Non seulement la Chine a réussi à faire valoir sa méthode forte d’endiguement de l’épidémie, mais aussi à se présenter comme un modèle susceptible de venir en aide aux autres pays en inondant le monde de milliards de masques et d’équipements médicaux. Très durement touchée, l’Italie a reçu une aide médicale, non pas de ses voisins européens, mais de la Chine, de la Russie et même de Cuba. En abandonnant, pour la première fois depuis 1945, toute ambition de leadership mondial sur la scène internationale face à une crise d’une telle ampleur, les Etats-Unis ont – eux aussi – libéré un espace à conquérir pour la Chine mais également la Russie.
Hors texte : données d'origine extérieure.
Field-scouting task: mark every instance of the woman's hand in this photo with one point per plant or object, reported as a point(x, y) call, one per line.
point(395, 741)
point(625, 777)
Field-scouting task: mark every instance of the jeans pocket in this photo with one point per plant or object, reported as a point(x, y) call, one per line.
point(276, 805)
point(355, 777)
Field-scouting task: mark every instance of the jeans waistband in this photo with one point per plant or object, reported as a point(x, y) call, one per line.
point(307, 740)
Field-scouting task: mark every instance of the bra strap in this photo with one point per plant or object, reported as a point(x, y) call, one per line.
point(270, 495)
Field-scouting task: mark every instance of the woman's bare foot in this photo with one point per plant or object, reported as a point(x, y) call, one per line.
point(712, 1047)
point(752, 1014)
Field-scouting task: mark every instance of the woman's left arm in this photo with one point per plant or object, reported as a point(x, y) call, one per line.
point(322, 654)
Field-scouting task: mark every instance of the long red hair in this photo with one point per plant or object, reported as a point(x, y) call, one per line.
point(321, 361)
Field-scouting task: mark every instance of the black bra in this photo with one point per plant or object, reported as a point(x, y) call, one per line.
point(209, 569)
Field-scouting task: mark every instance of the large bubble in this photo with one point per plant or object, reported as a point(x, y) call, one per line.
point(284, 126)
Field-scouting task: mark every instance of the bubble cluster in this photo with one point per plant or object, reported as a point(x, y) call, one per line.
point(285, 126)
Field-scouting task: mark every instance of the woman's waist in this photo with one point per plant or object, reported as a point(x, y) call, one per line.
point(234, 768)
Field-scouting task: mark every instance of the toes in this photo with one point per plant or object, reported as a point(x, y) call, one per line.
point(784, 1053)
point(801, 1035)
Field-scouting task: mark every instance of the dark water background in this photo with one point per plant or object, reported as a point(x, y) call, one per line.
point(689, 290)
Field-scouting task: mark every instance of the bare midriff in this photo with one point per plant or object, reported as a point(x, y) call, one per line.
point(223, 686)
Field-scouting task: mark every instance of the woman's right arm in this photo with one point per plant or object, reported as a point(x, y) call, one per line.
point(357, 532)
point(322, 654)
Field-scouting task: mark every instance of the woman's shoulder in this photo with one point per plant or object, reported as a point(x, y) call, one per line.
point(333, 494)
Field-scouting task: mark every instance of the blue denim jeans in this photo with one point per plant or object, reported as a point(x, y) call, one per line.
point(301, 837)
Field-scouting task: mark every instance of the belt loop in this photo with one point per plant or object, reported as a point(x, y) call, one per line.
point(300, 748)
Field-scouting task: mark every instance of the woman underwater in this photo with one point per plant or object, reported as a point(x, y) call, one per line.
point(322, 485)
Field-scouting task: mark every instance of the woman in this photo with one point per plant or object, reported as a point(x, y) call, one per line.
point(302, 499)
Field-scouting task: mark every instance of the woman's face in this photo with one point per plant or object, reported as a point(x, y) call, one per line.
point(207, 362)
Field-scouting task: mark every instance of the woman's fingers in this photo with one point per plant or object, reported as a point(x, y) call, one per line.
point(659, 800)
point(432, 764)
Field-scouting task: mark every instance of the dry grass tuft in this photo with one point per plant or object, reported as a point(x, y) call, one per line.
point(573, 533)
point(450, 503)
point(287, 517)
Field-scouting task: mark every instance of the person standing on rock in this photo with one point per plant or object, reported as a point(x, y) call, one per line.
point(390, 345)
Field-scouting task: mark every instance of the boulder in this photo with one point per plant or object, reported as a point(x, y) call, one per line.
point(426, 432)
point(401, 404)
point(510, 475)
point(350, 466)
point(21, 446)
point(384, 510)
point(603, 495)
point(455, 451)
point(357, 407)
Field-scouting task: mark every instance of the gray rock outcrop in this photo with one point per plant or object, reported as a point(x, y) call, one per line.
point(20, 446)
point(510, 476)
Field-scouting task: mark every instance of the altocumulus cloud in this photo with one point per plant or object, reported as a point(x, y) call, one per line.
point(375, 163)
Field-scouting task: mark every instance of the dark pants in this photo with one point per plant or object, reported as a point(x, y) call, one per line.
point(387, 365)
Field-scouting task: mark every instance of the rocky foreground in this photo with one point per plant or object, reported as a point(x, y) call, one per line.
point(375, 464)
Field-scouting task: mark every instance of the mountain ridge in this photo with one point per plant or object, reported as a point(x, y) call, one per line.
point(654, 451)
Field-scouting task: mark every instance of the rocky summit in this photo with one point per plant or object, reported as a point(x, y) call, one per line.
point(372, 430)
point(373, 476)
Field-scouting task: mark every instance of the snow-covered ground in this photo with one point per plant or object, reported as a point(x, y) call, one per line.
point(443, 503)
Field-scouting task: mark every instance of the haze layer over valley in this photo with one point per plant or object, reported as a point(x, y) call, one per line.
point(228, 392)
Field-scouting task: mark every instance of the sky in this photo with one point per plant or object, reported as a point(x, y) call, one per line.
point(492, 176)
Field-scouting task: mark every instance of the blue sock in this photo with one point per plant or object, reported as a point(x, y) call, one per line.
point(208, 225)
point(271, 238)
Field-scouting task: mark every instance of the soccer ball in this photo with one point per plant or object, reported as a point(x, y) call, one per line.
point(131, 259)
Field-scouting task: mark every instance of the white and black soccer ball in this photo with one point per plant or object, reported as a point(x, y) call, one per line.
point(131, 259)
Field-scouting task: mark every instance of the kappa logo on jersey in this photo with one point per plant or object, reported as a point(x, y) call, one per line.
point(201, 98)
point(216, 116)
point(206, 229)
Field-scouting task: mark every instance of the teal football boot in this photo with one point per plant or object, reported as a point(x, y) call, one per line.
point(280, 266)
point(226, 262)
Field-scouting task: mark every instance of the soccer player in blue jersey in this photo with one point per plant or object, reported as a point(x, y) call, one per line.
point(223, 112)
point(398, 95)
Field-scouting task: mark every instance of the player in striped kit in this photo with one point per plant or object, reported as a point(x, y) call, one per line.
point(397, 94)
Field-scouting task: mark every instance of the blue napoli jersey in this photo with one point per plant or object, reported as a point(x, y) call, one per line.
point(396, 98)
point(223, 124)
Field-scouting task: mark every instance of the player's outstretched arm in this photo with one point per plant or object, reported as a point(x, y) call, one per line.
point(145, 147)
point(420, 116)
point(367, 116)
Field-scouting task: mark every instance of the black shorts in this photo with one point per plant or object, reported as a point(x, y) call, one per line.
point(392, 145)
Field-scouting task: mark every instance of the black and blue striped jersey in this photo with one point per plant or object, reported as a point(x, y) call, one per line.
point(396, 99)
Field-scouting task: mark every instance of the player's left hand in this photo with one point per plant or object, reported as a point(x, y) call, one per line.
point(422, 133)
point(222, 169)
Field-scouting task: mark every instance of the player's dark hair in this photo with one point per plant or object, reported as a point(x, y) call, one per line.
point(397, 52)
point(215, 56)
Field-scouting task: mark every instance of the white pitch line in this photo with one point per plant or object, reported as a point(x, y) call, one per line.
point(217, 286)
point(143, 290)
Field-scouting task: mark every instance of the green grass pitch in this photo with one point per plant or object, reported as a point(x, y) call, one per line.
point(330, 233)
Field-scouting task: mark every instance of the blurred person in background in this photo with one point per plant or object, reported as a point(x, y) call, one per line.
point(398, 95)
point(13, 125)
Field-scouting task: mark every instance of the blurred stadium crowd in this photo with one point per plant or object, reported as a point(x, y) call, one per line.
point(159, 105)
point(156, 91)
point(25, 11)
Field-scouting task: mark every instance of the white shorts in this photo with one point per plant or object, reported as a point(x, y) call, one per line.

Laquelle, soucieuse de s’imposer comme intermédiaire entre Washington et Pékin dans un contexte de conflit sino-américain larvé, s’est, en effet, aussi illustrée par son recours au soft power de l’aide humanitaire. Fournir une aide médicale à de nombreux pays, à l’instar de la Serbie, jusqu’aux États-Unis eux-mêmes, le pays de Poutine a rivalisé avec son partenaire chinois pour entretenir l’idée d’une incapacité des dirigeants occidentaux à jouer la solidarité propre à enrayer la crise sanitaire. Autant d’opérations de communication qui ont ainsi aidé Moscou et Pékin à s’engouffrer dans le vide laissé par l’Occident… Si, sur le long terme, l’impact, dans son ensemble, d’une telle crise historique reste difficile à évaluer – et même pour la Chine, malgré tout dépendante de la reprise du commerce mondial – une chose est sûre : la covid-19 a rebattu les cartes de la géopolitique mondiale en défaveur du monde occidental.